Point mutation nomenclature - ncbi/amr GitHub Wiki
Note that the point mutation nomenclature is not totally standard because we have tried to conform to the literature so that point mutations with extensive literature are named in a way that a reader of the literature should recognize. This means that in a few cases coordinates reported may differ from how they are identified in the reference data using the software.
Point mutation nomenclature for AMRFinderPlus is as follows. The basic format is:
<gene_symbol>_<reference><position><mutation>
-
<gene_symbol>
- Gene symbol for the reference "wildtype" protein (e.g., parC, 23S) -
<reference>
- This is the reference sequence that is replaced. Usually it will be a single amino-acid or nucleotide, but for deletions it may be multiple amino-acids. -
<position>
- The position in the reference of the reference sequence relative to the start of the gene. Promoter mutations will have a negative number e.g., mtrR_G-131A. Note that these positions are designed to match the literature, and as you might imagine from the above promoter mutation the position won't necessarily be an offset from the start of the reference sequence used by AMRFinderPlus. One non-standard example is the promoter mutations for blaTEM which use an offset from an identified reference start in order to match the Sutcliff numbering system e.g., blaTEMp_C141G. -
<mutation>
- This varies depending on the type of mutation and is sometimes composed of multiple parts- An amino acid or nucleotide sequence as in gyrA_S83I.

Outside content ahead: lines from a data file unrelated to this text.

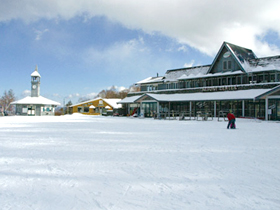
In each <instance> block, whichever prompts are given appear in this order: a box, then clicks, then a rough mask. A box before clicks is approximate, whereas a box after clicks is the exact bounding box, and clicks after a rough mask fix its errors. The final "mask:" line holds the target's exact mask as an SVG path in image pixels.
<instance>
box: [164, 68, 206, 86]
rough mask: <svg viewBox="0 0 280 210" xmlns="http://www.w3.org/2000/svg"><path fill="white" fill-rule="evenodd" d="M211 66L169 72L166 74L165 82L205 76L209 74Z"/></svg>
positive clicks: (176, 69) (166, 73) (186, 68)
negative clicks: (189, 76)
mask: <svg viewBox="0 0 280 210" xmlns="http://www.w3.org/2000/svg"><path fill="white" fill-rule="evenodd" d="M209 68H210V65H205V66H195V67H189V68H183V69H174V70H168V71H167V72H166V74H165V79H164V80H165V82H169V81H176V80H178V79H179V78H181V77H188V76H199V77H201V76H203V75H205V74H206V73H207V71H208V69H209Z"/></svg>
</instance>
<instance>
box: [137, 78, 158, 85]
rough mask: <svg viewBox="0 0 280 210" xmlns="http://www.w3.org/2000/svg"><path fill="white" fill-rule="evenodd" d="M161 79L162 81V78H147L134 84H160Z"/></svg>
mask: <svg viewBox="0 0 280 210" xmlns="http://www.w3.org/2000/svg"><path fill="white" fill-rule="evenodd" d="M162 79H163V77H148V78H146V79H143V80H141V81H139V82H136V84H144V83H157V82H162Z"/></svg>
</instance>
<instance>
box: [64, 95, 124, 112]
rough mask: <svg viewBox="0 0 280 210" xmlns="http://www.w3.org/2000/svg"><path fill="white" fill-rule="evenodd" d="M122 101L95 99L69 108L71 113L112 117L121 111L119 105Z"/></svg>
mask: <svg viewBox="0 0 280 210" xmlns="http://www.w3.org/2000/svg"><path fill="white" fill-rule="evenodd" d="M120 100H121V99H107V98H95V99H92V100H88V101H84V102H81V103H78V104H74V105H71V106H70V107H69V113H70V114H73V113H81V114H86V115H112V114H113V113H115V114H118V113H119V112H120V111H121V108H122V105H121V104H117V103H118V102H119V101H120Z"/></svg>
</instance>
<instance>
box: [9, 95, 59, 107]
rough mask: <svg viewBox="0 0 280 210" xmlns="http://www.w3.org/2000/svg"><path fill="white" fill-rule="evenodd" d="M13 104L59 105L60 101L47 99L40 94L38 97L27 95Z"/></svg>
mask: <svg viewBox="0 0 280 210" xmlns="http://www.w3.org/2000/svg"><path fill="white" fill-rule="evenodd" d="M11 104H34V105H35V104H40V105H56V106H59V105H60V103H58V102H56V101H53V100H50V99H47V98H45V97H43V96H38V97H31V96H27V97H25V98H23V99H20V100H18V101H14V102H12V103H11Z"/></svg>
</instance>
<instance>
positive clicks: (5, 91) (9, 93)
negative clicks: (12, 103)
mask: <svg viewBox="0 0 280 210" xmlns="http://www.w3.org/2000/svg"><path fill="white" fill-rule="evenodd" d="M15 100H16V97H15V94H14V91H13V90H12V89H10V90H8V91H6V90H5V91H4V94H3V96H2V97H1V98H0V115H1V114H2V115H7V114H8V113H9V112H10V113H12V112H13V111H14V108H13V106H12V105H11V103H12V102H13V101H15Z"/></svg>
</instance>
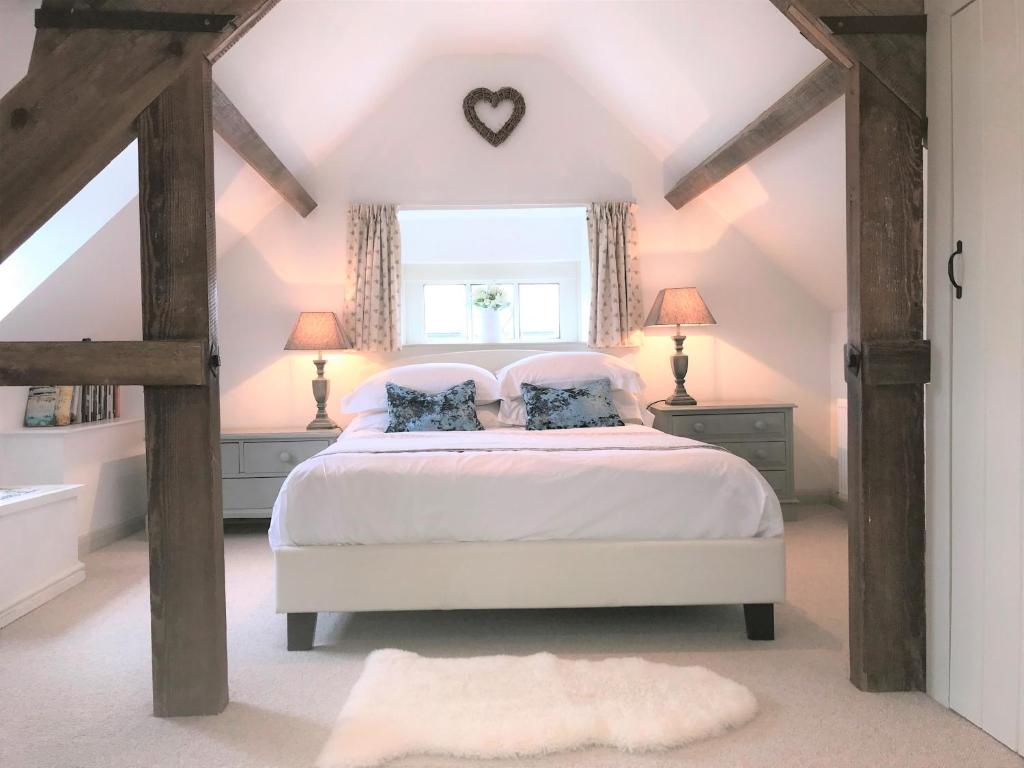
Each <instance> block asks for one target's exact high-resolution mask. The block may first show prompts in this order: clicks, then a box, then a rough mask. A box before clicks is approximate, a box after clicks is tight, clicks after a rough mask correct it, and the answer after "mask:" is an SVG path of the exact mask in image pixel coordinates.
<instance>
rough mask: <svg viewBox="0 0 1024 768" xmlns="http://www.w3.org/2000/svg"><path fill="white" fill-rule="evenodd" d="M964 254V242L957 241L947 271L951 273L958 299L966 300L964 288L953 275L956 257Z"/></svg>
mask: <svg viewBox="0 0 1024 768" xmlns="http://www.w3.org/2000/svg"><path fill="white" fill-rule="evenodd" d="M962 253H964V241H962V240H957V241H956V250H955V251H953V252H952V253H951V254H949V261H947V262H946V271H948V272H949V282H950V283H952V285H953V288H955V289H956V298H957V299H962V298H964V286H962V285H961V284H959V283H957V282H956V278H955V276H954V275H953V261H955V259H956V257H957V256H958V255H959V254H962Z"/></svg>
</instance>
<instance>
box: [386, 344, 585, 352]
mask: <svg viewBox="0 0 1024 768" xmlns="http://www.w3.org/2000/svg"><path fill="white" fill-rule="evenodd" d="M401 348H402V350H408V349H413V350H424V351H426V350H431V349H446V350H449V351H452V352H463V351H471V350H473V349H551V350H556V349H563V350H570V351H575V350H582V349H587V345H586V344H585V343H584V342H582V341H503V342H499V343H497V344H483V343H467V342H462V341H440V342H433V343H430V344H404V345H402V347H401Z"/></svg>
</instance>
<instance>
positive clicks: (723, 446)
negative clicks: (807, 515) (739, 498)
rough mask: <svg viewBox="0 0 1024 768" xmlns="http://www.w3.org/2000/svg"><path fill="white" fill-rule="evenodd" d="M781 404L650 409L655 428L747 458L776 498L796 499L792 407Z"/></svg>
mask: <svg viewBox="0 0 1024 768" xmlns="http://www.w3.org/2000/svg"><path fill="white" fill-rule="evenodd" d="M794 408H795V406H793V404H792V403H786V402H770V403H765V402H751V403H736V402H714V403H705V404H698V406H666V404H665V403H655V404H653V406H651V407H650V409H649V410H650V412H651V413H652V414H653V415H654V429H659V430H662V431H663V432H668V433H669V434H674V435H679V436H680V437H691V438H693V439H694V440H700V441H701V442H710V443H712V444H714V445H720V446H722V447H724V449H725V450H726V451H728V452H730V453H732V454H735V455H736V456H738V457H741V458H742V459H745V460H746V461H749V462H750V463H751V464H752V465H753V466H754V468H755V469H757V470H758V471H759V472H761V474H762V475H764V477H765V479H766V480H768V483H769V484H770V485H771V486H772V488H774V490H775V493H776V494H777V495H778V498H779V501H781V502H782V503H783V504H790V503H794V502H796V501H797V499H796V496H797V494H796V483H795V478H794V471H793V409H794Z"/></svg>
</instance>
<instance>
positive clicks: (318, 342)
mask: <svg viewBox="0 0 1024 768" xmlns="http://www.w3.org/2000/svg"><path fill="white" fill-rule="evenodd" d="M351 348H352V345H351V344H349V343H348V338H347V337H346V336H345V332H344V331H342V330H341V326H339V325H338V316H337V315H336V314H335V313H334V312H301V313H300V314H299V319H298V321H297V322H296V324H295V328H294V329H292V335H291V336H289V337H288V343H287V344H285V349H286V350H287V349H306V350H310V349H315V350H316V359H314V360H313V365H314V366H316V378H315V379H313V397H314V398H315V399H316V417H315V418H314V419H313V420H312V421H311V422H309V424H307V425H306V429H337V428H338V425H337V424H336V423H335V422H334V420H332V419H331V417H329V416H328V415H327V397H328V395H329V394H330V393H331V381H330V380H329V379H325V378H324V366H326V365H327V360H326V359H324V350H325V349H351Z"/></svg>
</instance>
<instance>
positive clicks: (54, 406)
mask: <svg viewBox="0 0 1024 768" xmlns="http://www.w3.org/2000/svg"><path fill="white" fill-rule="evenodd" d="M56 423H57V388H56V387H29V398H28V399H27V400H26V403H25V426H27V427H54V426H56Z"/></svg>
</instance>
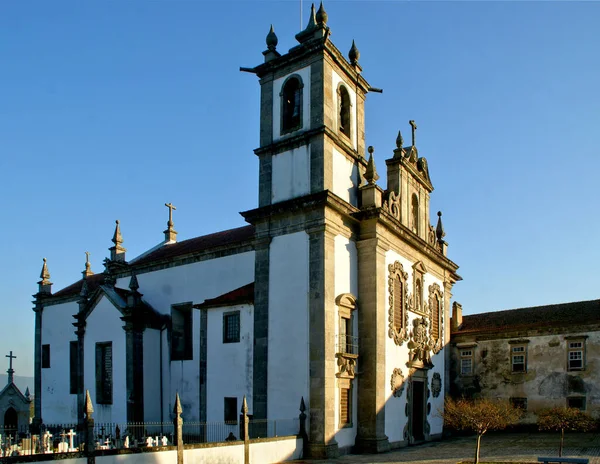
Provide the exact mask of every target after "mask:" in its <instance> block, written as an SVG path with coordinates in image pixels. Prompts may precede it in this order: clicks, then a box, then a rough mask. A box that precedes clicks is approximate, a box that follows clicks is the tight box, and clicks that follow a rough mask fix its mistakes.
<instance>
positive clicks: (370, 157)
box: [365, 146, 379, 185]
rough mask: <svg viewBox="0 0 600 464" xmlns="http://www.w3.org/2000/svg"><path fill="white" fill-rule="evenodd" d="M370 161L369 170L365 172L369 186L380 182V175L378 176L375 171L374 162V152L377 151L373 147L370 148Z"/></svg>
mask: <svg viewBox="0 0 600 464" xmlns="http://www.w3.org/2000/svg"><path fill="white" fill-rule="evenodd" d="M368 150H369V161H368V162H367V170H366V171H365V180H366V181H367V183H368V184H371V185H373V184H375V182H377V180H379V175H378V174H377V170H376V169H375V161H374V160H373V152H374V151H375V149H374V148H373V147H372V146H369V148H368Z"/></svg>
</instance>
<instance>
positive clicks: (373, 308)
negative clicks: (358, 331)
mask: <svg viewBox="0 0 600 464" xmlns="http://www.w3.org/2000/svg"><path fill="white" fill-rule="evenodd" d="M373 221H375V220H373ZM366 225H367V224H363V225H362V226H363V227H364V226H366ZM368 225H370V226H372V227H376V224H374V223H371V224H368ZM363 232H364V231H361V235H363ZM373 235H375V234H368V236H369V237H371V238H367V239H363V240H360V241H359V242H358V243H357V248H358V282H359V283H358V294H359V297H360V308H359V310H358V311H357V315H358V327H359V336H360V344H359V359H360V365H361V371H362V375H361V377H360V382H359V391H358V433H357V437H356V448H357V450H358V451H359V452H363V453H380V452H383V451H387V450H389V448H390V444H389V441H388V437H387V436H386V435H385V387H386V378H385V367H386V366H385V342H386V337H387V329H388V328H387V313H386V310H385V302H386V284H387V275H386V266H385V251H386V250H385V248H384V247H383V246H382V244H381V241H380V239H378V238H377V237H376V235H375V236H373Z"/></svg>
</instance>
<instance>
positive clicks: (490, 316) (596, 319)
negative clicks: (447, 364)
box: [450, 300, 600, 422]
mask: <svg viewBox="0 0 600 464" xmlns="http://www.w3.org/2000/svg"><path fill="white" fill-rule="evenodd" d="M461 313H462V310H461V308H460V305H458V304H456V303H455V304H454V306H453V316H452V334H451V361H450V378H451V392H452V394H453V395H466V396H473V397H489V398H504V399H508V400H510V401H511V402H512V403H513V404H515V405H517V406H520V407H522V408H523V409H524V410H525V416H524V418H523V421H524V422H535V421H536V419H537V417H536V415H535V413H536V412H537V411H539V410H541V409H544V408H548V407H554V406H570V407H576V408H580V409H582V410H585V411H588V412H590V413H591V414H593V415H594V416H596V417H598V416H600V361H599V360H600V300H592V301H579V302H574V303H564V304H557V305H548V306H538V307H533V308H521V309H512V310H508V311H498V312H491V313H482V314H474V315H469V316H464V317H463V316H462V315H461Z"/></svg>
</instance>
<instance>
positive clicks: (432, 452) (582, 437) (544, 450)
mask: <svg viewBox="0 0 600 464" xmlns="http://www.w3.org/2000/svg"><path fill="white" fill-rule="evenodd" d="M559 441H560V435H559V434H558V433H553V434H548V433H518V434H517V433H510V434H508V433H507V434H489V435H484V436H483V439H482V440H481V460H482V461H483V460H490V461H500V462H507V461H520V460H521V461H523V460H525V461H531V462H537V458H538V456H558V444H559ZM474 450H475V437H460V438H448V439H445V440H443V441H441V442H433V443H426V444H423V445H417V446H410V447H408V448H402V449H400V450H396V451H392V452H389V453H383V454H371V455H364V454H363V455H347V456H342V457H340V458H337V459H330V460H320V461H316V460H315V461H295V462H296V463H302V462H306V463H311V464H316V463H350V462H352V463H383V462H385V463H400V462H413V463H417V464H450V463H452V464H456V462H458V461H461V460H467V459H471V460H472V459H473V454H474ZM563 456H570V457H586V458H588V459H589V460H590V464H600V434H598V433H587V434H567V435H566V437H565V450H564V452H563Z"/></svg>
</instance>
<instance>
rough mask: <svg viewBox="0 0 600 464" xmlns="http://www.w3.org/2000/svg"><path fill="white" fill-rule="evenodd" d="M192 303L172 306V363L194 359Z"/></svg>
mask: <svg viewBox="0 0 600 464" xmlns="http://www.w3.org/2000/svg"><path fill="white" fill-rule="evenodd" d="M193 328H194V320H193V312H192V303H185V304H178V305H173V306H171V361H190V360H192V359H194V348H193Z"/></svg>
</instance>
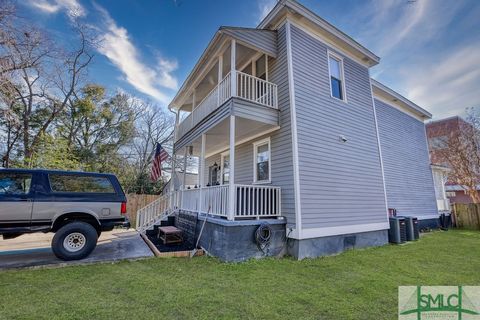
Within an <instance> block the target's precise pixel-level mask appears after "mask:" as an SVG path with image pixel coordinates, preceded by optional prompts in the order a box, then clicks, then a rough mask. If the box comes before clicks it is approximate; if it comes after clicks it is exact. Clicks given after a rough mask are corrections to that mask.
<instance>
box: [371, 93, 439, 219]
mask: <svg viewBox="0 0 480 320" xmlns="http://www.w3.org/2000/svg"><path fill="white" fill-rule="evenodd" d="M375 108H376V111H377V120H378V128H379V131H380V144H381V146H382V157H383V165H384V172H385V184H386V189H387V203H388V207H389V208H395V209H397V214H399V215H413V216H426V215H436V214H437V213H438V211H437V203H436V198H435V189H434V184H433V177H432V171H431V168H430V158H429V155H428V148H427V141H426V136H425V125H424V123H423V122H422V121H419V120H417V119H415V118H413V117H411V116H410V115H408V114H405V113H404V112H402V111H400V110H398V109H395V108H394V107H392V106H390V105H388V104H386V103H384V102H382V101H379V100H375Z"/></svg>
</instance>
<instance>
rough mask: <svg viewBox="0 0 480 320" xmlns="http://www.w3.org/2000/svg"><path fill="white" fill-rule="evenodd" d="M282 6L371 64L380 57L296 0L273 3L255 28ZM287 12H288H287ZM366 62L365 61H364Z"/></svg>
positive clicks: (270, 18)
mask: <svg viewBox="0 0 480 320" xmlns="http://www.w3.org/2000/svg"><path fill="white" fill-rule="evenodd" d="M283 8H287V10H288V8H289V9H290V10H291V11H293V13H298V14H299V15H300V16H301V17H303V18H304V19H305V20H307V21H311V22H312V23H313V24H314V25H316V26H318V27H319V28H320V29H323V30H325V31H326V32H327V33H328V34H331V35H333V37H334V38H337V39H339V40H340V41H342V42H343V43H345V44H346V45H347V46H349V47H350V48H352V49H353V50H355V51H357V52H359V53H361V54H362V55H364V56H365V57H366V58H368V59H370V60H371V61H372V63H371V65H375V64H378V63H379V61H380V58H379V57H378V56H377V55H375V54H374V53H373V52H371V51H370V50H368V49H367V48H365V47H364V46H362V45H361V44H360V43H358V42H356V41H355V40H353V39H352V38H351V37H349V36H348V35H347V34H345V33H344V32H342V31H341V30H339V29H337V28H336V27H334V26H333V25H332V24H330V23H328V22H327V21H326V20H324V19H322V18H321V17H319V16H318V15H317V14H315V13H314V12H313V11H311V10H309V9H307V8H306V7H304V6H303V5H301V4H300V3H298V2H297V1H291V0H281V1H278V3H277V4H276V5H275V7H274V8H273V9H272V10H271V11H270V12H269V13H268V14H267V16H266V17H265V18H264V19H263V20H262V21H261V22H260V23H259V25H258V26H257V29H264V28H266V27H267V26H268V24H269V23H271V22H272V20H273V19H275V18H276V17H277V16H278V15H279V14H280V12H281V10H282V9H283ZM287 14H288V13H287ZM364 63H366V62H364Z"/></svg>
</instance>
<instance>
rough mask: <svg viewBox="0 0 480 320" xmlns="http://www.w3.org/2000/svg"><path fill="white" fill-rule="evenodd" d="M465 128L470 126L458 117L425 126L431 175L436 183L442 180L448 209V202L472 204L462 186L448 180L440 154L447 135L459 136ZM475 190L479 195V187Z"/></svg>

- For a nonsense mutation, the string STOP for a stop codon as in mgrB_Q30STOP which means the Q at position 30 is now a stop.
- Frame shifts in protein-coding genes are reported with the format fsTer<number> where <number> is the number of amino-acids until the stop codon, e.g., cirA_Y253CfsTer5 which means there is a stop codon five residues after the frameshift occurring at position 253.
- Deletions will have a "del" for the replacement e.g., pmrB_ALNQLV129del which means the amino acid sequence "ALNQLV" that begins at position 129 is missing.
- Insertions will have multiple inserted amino acids after the reference e.g., folP_P64PSFLY which means that the P at position 64 is followed by the inserted sequence SFLY.
See the Reference Gene Catalog for a complete list of curated point mutations.